Advanced Statistical Data Analysis

Review of Multiple Linear Regression¶

Initial Remarks¶

Regression analysis is used to model the relationship between a response variable $Y$ and one or more explanatory variables $x^{(1)}, \dots, x^{(m)}$ , where the relationship is masked by random noise.

Objectives of Regression Analysis¶

General description of data structure.
Assessment of the effect of explanatory variables on the response.
Prediction of future observations.

Error Assumptions¶

The standard assumptions for the error terms $\mathcal{E}_i$ are:

Stochastically independent.
Expectation zero and constant variance $\sigma^2$ (homoscedasticity).
Normally (Gaussian) distributed: $\mathcal{E}_i \sim \mathcal{N}(0, \sigma^2)$ .

Matrix Representation¶

To simplify notation, the regression equation Definition 1 is written in matrix form:

\mathbf{Y} = \mathbf{X}\boldsymbol{\beta} + \boldsymbol{\mathcal{E}}

(2)

where:

$\mathbf{Y}$ is an $n \times 1$ vector of responses.
$\mathbf{X}$ is an $n \times p$ matrix of explanatory variables (including a column of 1s for the intercept).
$\boldsymbol{\beta}$ is a $p \times 1$ vector of unknown coefficients ( $p = m+1$ ).
$\boldsymbol{\mathcal{E}}$ is an $n \times 1$ vector of unobserved random variables.

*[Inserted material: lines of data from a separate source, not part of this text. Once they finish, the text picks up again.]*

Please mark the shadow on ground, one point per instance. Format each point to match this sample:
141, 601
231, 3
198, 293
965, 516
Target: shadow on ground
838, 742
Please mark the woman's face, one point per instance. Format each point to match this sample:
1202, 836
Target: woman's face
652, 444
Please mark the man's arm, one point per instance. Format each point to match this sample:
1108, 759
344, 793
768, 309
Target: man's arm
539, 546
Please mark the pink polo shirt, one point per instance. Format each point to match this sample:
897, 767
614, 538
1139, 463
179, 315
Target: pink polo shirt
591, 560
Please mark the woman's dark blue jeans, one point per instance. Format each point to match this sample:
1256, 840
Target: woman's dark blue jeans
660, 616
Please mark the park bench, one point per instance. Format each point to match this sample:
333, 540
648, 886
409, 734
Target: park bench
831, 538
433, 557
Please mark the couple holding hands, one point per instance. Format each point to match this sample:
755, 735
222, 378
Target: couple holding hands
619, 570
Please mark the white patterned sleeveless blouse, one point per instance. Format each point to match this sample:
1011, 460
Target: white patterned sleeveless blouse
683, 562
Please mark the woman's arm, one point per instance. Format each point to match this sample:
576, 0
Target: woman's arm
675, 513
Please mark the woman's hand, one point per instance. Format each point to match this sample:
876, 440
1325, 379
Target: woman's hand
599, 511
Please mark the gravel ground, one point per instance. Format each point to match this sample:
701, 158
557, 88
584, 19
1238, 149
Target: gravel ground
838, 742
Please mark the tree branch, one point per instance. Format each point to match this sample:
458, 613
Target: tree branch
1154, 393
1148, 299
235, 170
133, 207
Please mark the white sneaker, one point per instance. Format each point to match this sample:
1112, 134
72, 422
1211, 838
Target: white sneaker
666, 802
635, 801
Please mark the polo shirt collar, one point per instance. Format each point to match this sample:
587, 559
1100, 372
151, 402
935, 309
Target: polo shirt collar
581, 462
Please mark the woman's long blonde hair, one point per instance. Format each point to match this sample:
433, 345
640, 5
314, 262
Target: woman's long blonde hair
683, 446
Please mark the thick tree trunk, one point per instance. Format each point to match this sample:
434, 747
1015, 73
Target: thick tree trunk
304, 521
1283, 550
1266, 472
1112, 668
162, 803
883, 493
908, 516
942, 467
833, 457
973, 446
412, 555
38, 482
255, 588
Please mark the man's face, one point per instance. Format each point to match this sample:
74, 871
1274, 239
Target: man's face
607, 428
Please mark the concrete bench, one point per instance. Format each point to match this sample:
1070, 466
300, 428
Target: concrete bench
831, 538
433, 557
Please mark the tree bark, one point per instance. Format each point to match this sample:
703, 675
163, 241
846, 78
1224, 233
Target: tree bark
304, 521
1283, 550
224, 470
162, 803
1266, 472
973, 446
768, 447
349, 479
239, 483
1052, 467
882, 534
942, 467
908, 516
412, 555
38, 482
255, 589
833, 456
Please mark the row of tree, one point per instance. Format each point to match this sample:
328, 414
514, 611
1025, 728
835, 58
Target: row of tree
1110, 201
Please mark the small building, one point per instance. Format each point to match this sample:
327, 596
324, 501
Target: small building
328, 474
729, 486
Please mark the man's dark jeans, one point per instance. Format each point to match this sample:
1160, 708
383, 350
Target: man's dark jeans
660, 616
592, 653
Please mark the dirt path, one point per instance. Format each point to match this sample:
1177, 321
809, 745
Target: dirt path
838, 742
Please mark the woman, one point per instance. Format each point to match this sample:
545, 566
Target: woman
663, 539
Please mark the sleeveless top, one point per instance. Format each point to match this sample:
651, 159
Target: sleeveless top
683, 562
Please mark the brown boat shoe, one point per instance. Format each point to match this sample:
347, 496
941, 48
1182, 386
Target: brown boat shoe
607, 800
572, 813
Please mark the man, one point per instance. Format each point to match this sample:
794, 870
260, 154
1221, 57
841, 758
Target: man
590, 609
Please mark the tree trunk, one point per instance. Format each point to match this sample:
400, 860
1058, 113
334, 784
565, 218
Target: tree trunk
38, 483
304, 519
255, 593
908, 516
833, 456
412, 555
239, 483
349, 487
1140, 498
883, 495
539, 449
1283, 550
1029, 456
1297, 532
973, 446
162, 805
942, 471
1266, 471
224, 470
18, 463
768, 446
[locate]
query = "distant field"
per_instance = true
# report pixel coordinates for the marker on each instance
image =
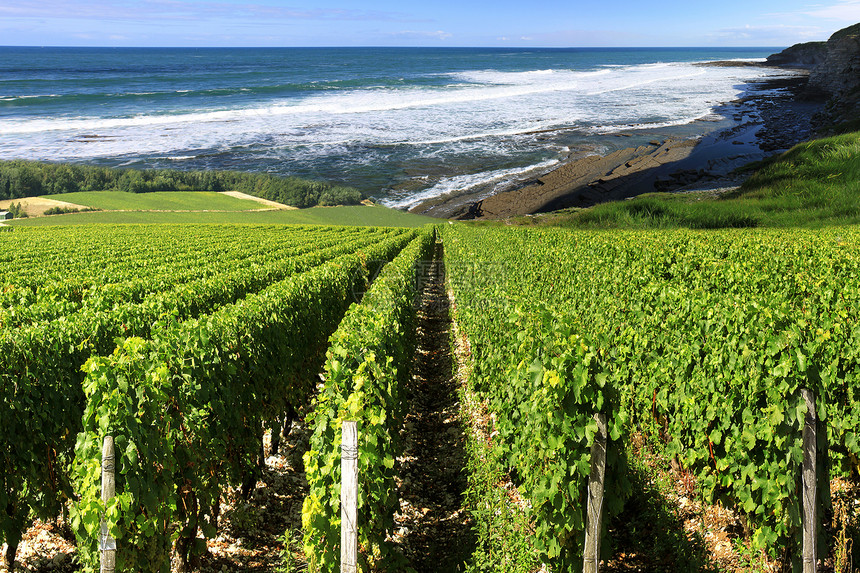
(352, 215)
(160, 201)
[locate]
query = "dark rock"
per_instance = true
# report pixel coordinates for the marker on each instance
(839, 72)
(807, 55)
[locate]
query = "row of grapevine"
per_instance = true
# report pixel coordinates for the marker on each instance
(30, 295)
(42, 385)
(701, 338)
(186, 407)
(366, 368)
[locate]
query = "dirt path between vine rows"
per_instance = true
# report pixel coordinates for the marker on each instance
(432, 527)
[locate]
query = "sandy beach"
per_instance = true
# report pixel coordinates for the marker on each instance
(769, 119)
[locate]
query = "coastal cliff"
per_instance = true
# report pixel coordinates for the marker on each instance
(806, 55)
(839, 72)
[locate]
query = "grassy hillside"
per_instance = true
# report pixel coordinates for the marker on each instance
(20, 179)
(159, 200)
(813, 184)
(350, 215)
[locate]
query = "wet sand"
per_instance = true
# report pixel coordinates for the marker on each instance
(769, 119)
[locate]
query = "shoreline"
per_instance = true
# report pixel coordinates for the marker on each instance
(768, 118)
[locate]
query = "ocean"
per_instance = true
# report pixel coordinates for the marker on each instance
(400, 124)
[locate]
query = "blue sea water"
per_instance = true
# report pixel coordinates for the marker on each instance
(401, 124)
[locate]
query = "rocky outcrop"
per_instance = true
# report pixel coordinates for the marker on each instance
(839, 73)
(806, 55)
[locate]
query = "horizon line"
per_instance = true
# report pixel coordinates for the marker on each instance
(400, 47)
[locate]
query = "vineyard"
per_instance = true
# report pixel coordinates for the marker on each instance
(186, 342)
(701, 339)
(181, 342)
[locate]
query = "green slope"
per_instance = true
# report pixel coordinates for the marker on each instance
(814, 184)
(351, 215)
(158, 200)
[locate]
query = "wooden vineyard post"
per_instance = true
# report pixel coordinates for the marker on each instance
(349, 499)
(107, 544)
(591, 559)
(810, 495)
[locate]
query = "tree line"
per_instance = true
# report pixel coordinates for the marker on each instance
(32, 179)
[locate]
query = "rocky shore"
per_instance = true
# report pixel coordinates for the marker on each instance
(772, 117)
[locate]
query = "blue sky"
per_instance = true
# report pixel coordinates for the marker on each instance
(426, 23)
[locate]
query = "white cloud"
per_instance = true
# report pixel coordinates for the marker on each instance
(437, 35)
(844, 10)
(144, 10)
(774, 35)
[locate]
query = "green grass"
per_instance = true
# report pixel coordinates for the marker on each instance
(814, 184)
(351, 215)
(158, 200)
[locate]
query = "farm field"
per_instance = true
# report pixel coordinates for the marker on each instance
(700, 341)
(158, 201)
(249, 309)
(188, 342)
(359, 215)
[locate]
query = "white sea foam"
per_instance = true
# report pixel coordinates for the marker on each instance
(470, 115)
(467, 182)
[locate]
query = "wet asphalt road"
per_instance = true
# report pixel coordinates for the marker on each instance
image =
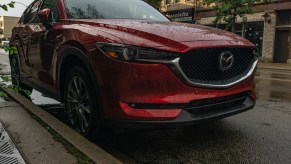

Tukey’s First-Aid Transformations¶

Standard recommendations used to linearize relationships and stabilize variance when there is no specific domain theory to guide variable transformation. These should be applied to both explanatory variables and responses unless a valid reason exists to do otherwise:

Data Type	Recommended Transformation
Concentrations and Amounts	$\log(x)$
Count Data	$\sqrt{x}$
Counted Fractions / Shares	$\tilde{x} = \text{logit}(x) = \log\left(\frac{x + 0.005}{1.01 - x}\right)$

Model Fitting and Diagnostics¶

Least Squares Estimation¶

The coefficients $\boldsymbol{\beta}$ are estimated by minimizing the sum of squared residuals.

The OLS estimator is given by:

\hat{\boldsymbol{\beta}} = (\mathbf{X}^T \mathbf{X})^{-1} \mathbf{X}^T \mathbf{Y}

(3)

Model Adequacy (Residual Analysis)¶

Model adequacy is checked using diagnostic plots:

Tukey-Anscombe Plot: Residuals vs. Fitted values to check for non-linearity or heteroscedasticity.
Normal Q-Q Plot: To check the normality assumption of errors.
Scale-Location Plot: To check for constant variance.
Residuals vs. Leverage: To identify influential observations (Cook’s Distance).